Justices Hold ERISA Provision Authorizes Recovery For Certain Fiduciary Breaches
The U.S. Supreme Court recently disagreed with the Fourth Circuit Court of Appeals’ decision that a participant in a 401(k) plan is prohibited from using Section 502(a)(2) of the Employee Retirement Income Security Act (ERISA) to recover losses allegedly caused by his employer’s failure to carry out his investment instructions. “Although [Section] 502(a)(2) does not provide a remedy for individual injuries distinct from plan injuries,” the majority wrote, “that provision does authorize recovery for fiduciary breaches that impair the value of plan assets in a participant’s individual account.” LaRue v. DeWolff, Boberg & Associates, Inc., No. 06-856, U.S. Supreme Court (February 20, 2008).
James LaRue is a participant in the 401(k) plan sponsored and administered by his employer, DeWolff, Boberg & Associates. The plan allows participants to choose from several investment options and to allocate certain percentages to selected options. LaRue alleged that, in 2001 and 2002, DeWolff failed to follow his investment directions, resulting in a loss to his account of $150,000.
Section 502(a)(2) of ERISA provides that a “civil action may be brought . . . by a participant . . . for appropriate relief under section 1109 of this title.” Section 1109 states that “a fiduciary with respect to a plan who breaches any . . . duties imposed upon fiduciaries . . . shall be personally liable to make good to such plan any losses to the plan resulting from each such breach.” This provision had been previously construed to limit the right to bring claims under Section 502(a)(2) to those alleging a loss to the plan as a whole, rather than to redress individual losses.
Relying on the Supreme Court’s language in Massachusetts Mut. Life Ins. Co. v. Russell, the Fourth Circuit held that Section 502(a)(2) does not permit a 401(k) plan participant to sue for plan losses caused by a breach of fiduciary duty when the losses affected only the individual participant’s account balance. The Fourth Circuit also held that Section 502(a)(3) does not permit a plan participant to recover such losses because they do not constitute “equitable relief.”
Although the Supreme Court granted review on both the 502(a)(2) and 502(a)(3) arguments, its decision was limited to the 502(a)(2) issue, on which it reversed the Fourth Circuit. The Court began by noting that the retirement plan landscape has changed since its decision in Russell, from one in which defined benefit plans were the norm to one in which defined contribution plans (such as the one at issue in LaRue) dominate. Thus, the Court was willing to revisit whether the “entire plan” language of Russell precludes a participant from bringing a claim under Section 502(a)(2) for an alleged fiduciary breach resulting in a loss that is confined to the account of a single participant in a defined contribution plan.

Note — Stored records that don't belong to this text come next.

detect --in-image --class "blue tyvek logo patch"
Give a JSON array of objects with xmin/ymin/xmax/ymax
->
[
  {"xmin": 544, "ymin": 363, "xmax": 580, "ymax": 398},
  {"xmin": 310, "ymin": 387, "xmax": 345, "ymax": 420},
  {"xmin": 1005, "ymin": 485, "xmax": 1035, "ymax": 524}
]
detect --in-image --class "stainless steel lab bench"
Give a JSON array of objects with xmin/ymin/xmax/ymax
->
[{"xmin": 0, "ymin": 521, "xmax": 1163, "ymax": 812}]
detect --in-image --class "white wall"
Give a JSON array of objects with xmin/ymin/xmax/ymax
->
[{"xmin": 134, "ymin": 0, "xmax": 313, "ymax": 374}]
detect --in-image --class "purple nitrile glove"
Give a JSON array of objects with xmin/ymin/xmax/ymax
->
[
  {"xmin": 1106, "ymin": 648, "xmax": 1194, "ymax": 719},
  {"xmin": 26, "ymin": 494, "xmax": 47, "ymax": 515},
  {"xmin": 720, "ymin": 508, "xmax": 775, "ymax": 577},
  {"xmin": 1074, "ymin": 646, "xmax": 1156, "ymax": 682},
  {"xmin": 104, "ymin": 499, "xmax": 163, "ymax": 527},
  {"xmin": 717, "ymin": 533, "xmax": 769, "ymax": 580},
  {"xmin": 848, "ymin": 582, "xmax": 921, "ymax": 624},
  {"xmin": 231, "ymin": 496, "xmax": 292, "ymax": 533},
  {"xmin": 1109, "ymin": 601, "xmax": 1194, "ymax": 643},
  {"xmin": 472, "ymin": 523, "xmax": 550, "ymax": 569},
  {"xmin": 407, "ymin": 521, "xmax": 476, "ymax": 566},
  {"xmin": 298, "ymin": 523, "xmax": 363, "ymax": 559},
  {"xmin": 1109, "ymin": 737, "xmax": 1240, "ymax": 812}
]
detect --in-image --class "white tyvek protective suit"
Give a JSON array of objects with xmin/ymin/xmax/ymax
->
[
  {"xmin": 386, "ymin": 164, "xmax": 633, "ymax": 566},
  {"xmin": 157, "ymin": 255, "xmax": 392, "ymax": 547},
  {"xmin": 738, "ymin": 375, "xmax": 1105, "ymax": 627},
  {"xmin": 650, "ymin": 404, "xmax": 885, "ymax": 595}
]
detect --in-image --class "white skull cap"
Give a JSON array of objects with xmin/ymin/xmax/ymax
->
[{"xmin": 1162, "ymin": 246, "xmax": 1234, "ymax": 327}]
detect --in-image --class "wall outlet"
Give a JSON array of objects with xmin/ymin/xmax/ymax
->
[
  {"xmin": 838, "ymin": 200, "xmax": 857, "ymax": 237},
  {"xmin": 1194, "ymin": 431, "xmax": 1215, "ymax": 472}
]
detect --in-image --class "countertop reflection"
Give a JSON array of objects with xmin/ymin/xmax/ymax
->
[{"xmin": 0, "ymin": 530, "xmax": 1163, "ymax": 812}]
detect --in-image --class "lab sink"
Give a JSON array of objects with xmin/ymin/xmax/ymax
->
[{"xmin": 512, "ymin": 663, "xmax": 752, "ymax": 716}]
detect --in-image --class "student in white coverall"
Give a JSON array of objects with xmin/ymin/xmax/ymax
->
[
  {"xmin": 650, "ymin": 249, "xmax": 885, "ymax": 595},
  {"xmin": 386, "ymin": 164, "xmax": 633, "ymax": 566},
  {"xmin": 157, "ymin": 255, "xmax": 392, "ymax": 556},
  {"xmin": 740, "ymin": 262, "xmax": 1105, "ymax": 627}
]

The Court observed the distinction between fiduciary misconduct with respect to defined benefit plans (in which a loss to the plan may have no adverse effect on an individual’s benefits unless the plan becomes insolvent) and misconduct with respect to defined contribution plans (in which the effects may impact an individual’s benefits without affecting the benefits of other participants). The Court also noted that other provisions of ERISA and related De-partment of Labor regulations would be rendered meaningless if the “whole plan” language of Russell is applied to defined contribution plans.
Accordingly, the Court held that Section 502(a)(2) permits claims by individual participants to recover losses alleged to arise from a breach of fiduciary duty, even if those losses are limited to (and the relief would inure to the benefit of) the individuals’ accounts in the plan. Thus, LaRue’s suit against his employer was reinstated.
According to Brian Black, a shareholder in Ogletree Deakins’ Greenville, South Carolina office: “The Court’s decision in the LaRue case opens the doors for participants who claim to have been harmed by fiduciary impropriety, even if the alleged harm is limited to the account of a single individual. As more and more plan sponsors attempt to shift responsibility for investment decisions to participants, the LaRue decision makes clear that fiduciaries may be held liable for failing to implement those decisions in a timely fashion.”
Note: This article was published in the March/April 2008 issue of The Employment Law Authority.